The player remains in this crash state until they fall below a safe speed where they can start getting up.
This means some crashes can last a long time while you tumble down a hill or something similar.
As you can see in this clip I was lucky the cliff stopped me!

As you can see it’s still pretty rough around the edges so this coming week i’ll be polishing up this system and extending it so crashes will damage you and break your legs on a large enough impact. I’ll also be extending this crash system to the existing vehicles. This should differentiate the vehicles a bit more and give players the choice between safety (the roach) and maneuverability (the motorbike) with the goat falling somewhere in between. We don’t want the roach to be totally safe though and a large enough impact should be enough to send you through the windscreen or out the door (especially without panels).
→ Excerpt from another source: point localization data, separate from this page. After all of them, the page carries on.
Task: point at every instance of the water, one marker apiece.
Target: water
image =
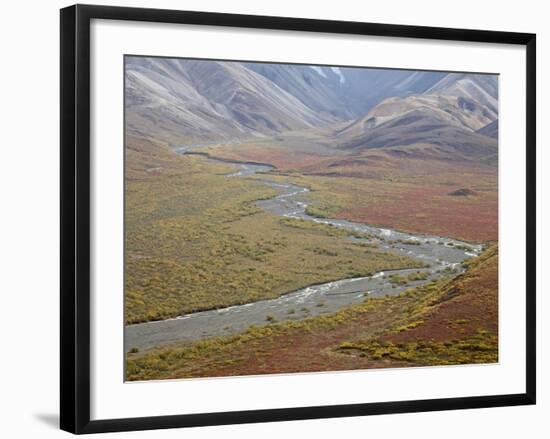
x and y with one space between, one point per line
438 252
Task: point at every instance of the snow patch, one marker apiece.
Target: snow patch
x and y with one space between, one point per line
339 73
319 71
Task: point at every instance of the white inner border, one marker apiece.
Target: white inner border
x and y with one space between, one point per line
112 398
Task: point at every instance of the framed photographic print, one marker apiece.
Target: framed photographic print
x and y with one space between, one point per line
303 218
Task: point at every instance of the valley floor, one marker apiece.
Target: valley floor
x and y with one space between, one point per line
195 240
441 323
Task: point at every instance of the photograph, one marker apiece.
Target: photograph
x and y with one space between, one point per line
296 218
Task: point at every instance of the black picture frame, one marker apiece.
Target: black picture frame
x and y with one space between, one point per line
75 217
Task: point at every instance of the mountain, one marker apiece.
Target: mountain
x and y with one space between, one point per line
344 92
200 101
491 130
187 101
480 88
451 115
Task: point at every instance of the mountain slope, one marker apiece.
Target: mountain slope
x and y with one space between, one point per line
449 115
491 130
201 101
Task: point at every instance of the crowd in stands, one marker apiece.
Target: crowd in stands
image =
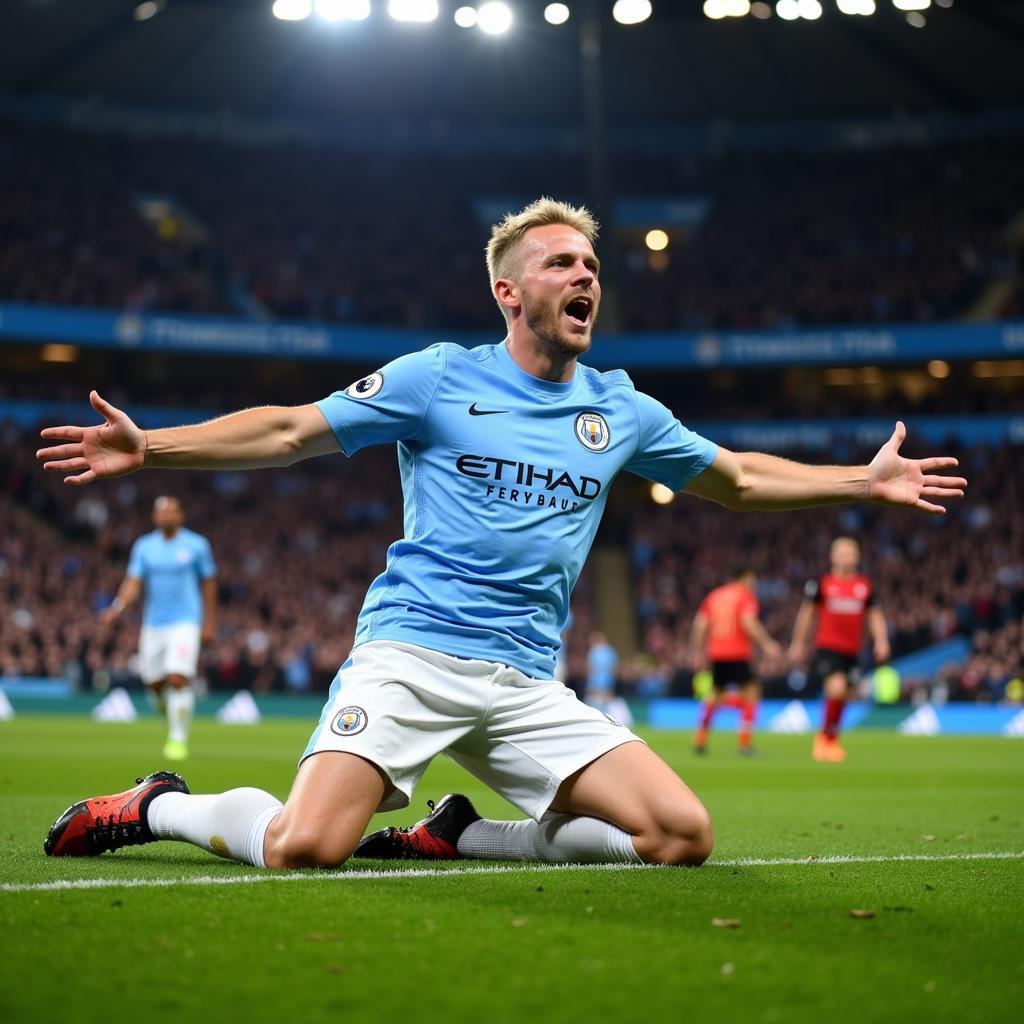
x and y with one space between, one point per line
908 233
935 577
296 550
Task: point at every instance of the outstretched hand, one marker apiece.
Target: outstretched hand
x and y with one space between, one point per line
895 480
114 449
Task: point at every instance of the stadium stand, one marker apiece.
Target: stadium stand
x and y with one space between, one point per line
792 239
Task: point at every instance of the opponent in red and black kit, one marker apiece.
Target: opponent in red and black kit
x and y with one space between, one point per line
844 601
725 630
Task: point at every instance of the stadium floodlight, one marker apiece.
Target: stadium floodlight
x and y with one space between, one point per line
656 240
413 10
631 11
147 9
854 7
494 17
342 10
292 10
556 13
716 9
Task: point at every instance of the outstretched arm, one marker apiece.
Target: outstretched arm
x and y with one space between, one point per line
256 438
755 480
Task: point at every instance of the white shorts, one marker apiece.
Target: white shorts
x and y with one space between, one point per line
168 650
399 706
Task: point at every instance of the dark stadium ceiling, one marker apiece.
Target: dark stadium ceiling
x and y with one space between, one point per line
233 54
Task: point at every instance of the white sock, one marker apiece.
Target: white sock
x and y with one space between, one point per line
230 824
564 839
180 704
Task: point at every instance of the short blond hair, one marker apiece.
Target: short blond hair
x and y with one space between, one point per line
506 236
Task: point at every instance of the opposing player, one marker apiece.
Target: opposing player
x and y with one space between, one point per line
844 602
506 453
725 630
173 570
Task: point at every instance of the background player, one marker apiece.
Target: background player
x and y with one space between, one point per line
843 600
174 569
507 453
725 629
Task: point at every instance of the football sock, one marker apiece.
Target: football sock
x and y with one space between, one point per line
230 824
834 713
709 714
748 716
180 704
563 839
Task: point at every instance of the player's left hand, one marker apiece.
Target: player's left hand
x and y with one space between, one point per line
895 480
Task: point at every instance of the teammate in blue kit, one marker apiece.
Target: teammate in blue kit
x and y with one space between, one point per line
506 454
172 569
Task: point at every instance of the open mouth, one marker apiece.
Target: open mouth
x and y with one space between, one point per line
579 309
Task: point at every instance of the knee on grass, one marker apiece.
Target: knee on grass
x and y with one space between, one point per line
681 837
302 846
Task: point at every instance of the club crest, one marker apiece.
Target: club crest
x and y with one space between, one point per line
592 431
349 721
367 387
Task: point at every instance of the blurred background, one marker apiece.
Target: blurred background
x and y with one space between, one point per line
812 223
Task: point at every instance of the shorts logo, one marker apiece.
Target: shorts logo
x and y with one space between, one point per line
367 387
349 721
592 431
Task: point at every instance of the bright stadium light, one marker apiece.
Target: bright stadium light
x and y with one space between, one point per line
494 17
854 7
413 10
343 10
656 240
292 10
631 11
556 13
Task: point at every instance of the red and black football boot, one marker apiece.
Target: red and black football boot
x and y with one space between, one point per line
435 838
93 826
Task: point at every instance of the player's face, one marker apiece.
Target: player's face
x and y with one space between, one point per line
845 556
558 286
167 514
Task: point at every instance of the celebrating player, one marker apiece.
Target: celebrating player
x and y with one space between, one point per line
843 600
174 569
725 629
506 454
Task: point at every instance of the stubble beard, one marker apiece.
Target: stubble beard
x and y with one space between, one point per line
543 321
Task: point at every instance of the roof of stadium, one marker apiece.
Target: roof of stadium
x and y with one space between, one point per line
677 66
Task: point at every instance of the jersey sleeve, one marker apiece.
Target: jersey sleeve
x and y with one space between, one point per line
207 566
136 568
388 406
667 452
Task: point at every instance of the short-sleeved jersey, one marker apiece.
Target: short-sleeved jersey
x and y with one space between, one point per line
171 571
843 604
505 477
725 607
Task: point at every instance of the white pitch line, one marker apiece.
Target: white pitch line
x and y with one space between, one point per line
359 875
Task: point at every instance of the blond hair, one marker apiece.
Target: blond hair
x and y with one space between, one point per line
506 236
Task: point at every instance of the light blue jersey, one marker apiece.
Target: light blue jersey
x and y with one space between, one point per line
171 571
505 477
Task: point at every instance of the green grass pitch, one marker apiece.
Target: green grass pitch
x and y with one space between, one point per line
472 942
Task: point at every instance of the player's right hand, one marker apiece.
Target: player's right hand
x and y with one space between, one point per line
114 449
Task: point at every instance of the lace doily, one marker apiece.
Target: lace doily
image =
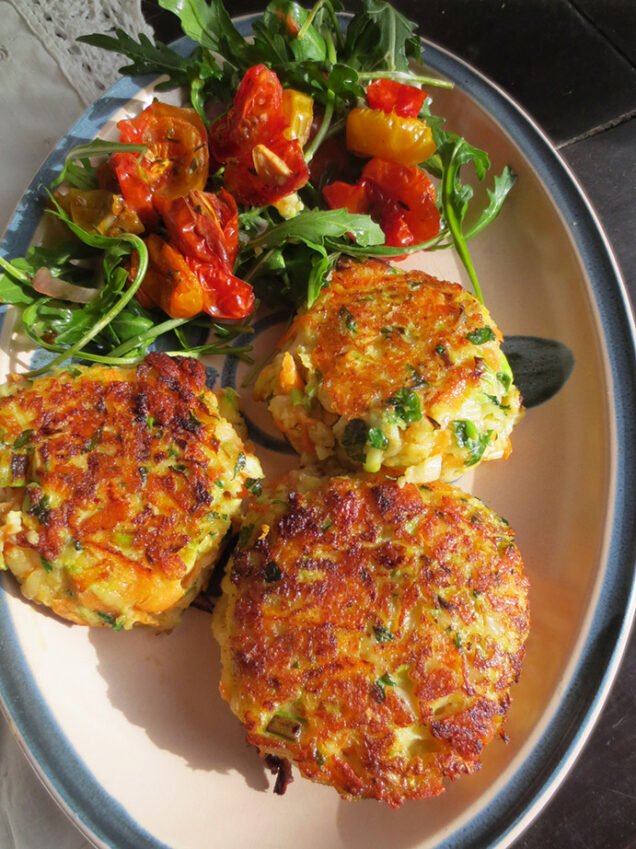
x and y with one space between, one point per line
57 24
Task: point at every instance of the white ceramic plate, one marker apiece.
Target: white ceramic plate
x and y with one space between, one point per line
127 729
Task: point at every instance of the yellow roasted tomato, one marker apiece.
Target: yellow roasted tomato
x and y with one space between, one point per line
387 135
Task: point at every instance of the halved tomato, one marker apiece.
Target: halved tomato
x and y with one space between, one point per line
203 225
175 163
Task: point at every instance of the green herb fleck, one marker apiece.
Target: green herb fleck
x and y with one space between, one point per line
407 405
417 381
111 620
481 335
382 634
240 463
41 509
468 437
497 402
272 572
347 321
23 439
376 438
505 379
254 485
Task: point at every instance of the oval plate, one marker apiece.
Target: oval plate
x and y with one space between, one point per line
127 730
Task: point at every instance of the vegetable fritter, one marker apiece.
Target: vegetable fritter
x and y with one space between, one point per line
120 484
393 368
370 632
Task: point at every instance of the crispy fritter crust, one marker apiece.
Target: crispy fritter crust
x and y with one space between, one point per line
393 368
370 632
122 483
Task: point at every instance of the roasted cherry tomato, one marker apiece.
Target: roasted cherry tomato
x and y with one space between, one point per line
175 163
401 199
298 109
169 283
411 189
386 135
203 226
354 199
272 172
391 96
100 211
184 287
225 295
262 164
255 117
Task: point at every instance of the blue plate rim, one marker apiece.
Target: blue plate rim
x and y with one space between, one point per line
104 820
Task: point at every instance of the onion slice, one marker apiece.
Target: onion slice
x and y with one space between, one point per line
46 284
So I think I have become somewhat comfortable with Marvelous Designer. At least to the extent that I can handle most simple garments, and have an understanding of how most of the tool set works as well as the best non-destructive way to go about getting results out of it..

We used a basic tshirts/vest combo as a test case.

My workflow for this gear is to have something in Marvelous Designer and manipulate/sim it till I get the desired result. Then take the exported mesh into zbrush to clean it up with zremesher and add ( or subtract ) additional sculpt details. This results in a nice, clean, easy to read mesh that I can then easily construct a game mesh around in topogun.

Once this is done I bake out all mesh’s and texture in the usual way 😉

Textures are still a work in progress at the moment.